Using DNA to store data is not an impossible task. We've introduced Harvard's work on DNA storage, and they've stored 700TB of data in just 1 grams of DNA. Research on DNA storage has also been evolving, and not long ago, researchers at the European Molecular Biology Laboratory (EMBL) created a new method of DNA storage that, in this way, overcame the problem of error-prone DNA storage and stored data for up to hundreds of years. The new method, published on January 23 in the journal Nature, says that storing high-resolution video in this way for more than 100 million hours requires a small glass of DNA.
Today, the world's digital information is too large, about 3Zb (equivalent to 3*10^23 byte), but also the constant influx of new digital data, which is a difficult problem for the storage. Large-capacity hard drives are expensive and require continued power supply, which is the best "no" archival material, such as tape, that degrades over a few decades. This has also become a growing problem in the field of life sciences, as a large amount of data (including DNA sequences) is also an important part of scientific records.
"We all know that DNA is a very stable medium for storing information because we can extract DNA from mammoth bones tens of thousands of years ago, so that it can be stored for a very long time," he said. Nick Goldman, of the European Molecular Biology Laboratory, explains, "and it's very small, dense and very high, and it doesn't need any power support to store it, so it's easy to transport and save," Nick Gaoman said. ”

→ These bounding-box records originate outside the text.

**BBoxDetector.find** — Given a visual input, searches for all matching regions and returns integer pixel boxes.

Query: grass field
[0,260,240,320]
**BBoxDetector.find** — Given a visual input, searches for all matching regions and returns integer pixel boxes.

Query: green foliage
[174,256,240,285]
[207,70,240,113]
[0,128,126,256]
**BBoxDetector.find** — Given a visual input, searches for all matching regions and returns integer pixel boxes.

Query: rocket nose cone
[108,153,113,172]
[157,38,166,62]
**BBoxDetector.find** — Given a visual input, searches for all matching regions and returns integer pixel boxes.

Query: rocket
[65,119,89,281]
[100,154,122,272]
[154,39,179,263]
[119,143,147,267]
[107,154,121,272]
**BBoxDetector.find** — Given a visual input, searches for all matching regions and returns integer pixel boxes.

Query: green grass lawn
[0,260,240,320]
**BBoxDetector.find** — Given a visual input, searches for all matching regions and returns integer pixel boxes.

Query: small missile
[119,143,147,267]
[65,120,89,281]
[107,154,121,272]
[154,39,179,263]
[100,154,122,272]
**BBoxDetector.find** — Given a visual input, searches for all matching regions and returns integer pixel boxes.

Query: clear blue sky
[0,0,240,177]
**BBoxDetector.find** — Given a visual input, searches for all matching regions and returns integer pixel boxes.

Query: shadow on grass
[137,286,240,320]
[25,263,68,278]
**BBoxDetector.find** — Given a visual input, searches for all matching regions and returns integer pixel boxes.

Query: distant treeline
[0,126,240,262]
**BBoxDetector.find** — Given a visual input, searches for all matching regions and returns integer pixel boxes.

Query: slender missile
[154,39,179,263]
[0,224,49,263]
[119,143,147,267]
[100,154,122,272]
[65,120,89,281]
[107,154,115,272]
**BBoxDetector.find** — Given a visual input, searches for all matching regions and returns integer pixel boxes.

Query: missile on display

Nick Gaoman with the artificial DNA he synthesized. Pictures from EMBL
The task of reading DNA is simple, but how to write data accurately is still a major obstacle to the realization of DNA storage. At present, researchers face two major difficulties: first, using the current method can only produce a small fragment of DNA, and second, the reading and writing of DNA are very error-prone, especially when a large number of the same characters are encoded into the DNA. and Nick Gaoman and colleague Ivan Bernie (Ewan Birney) came up with a way to overcome the problem.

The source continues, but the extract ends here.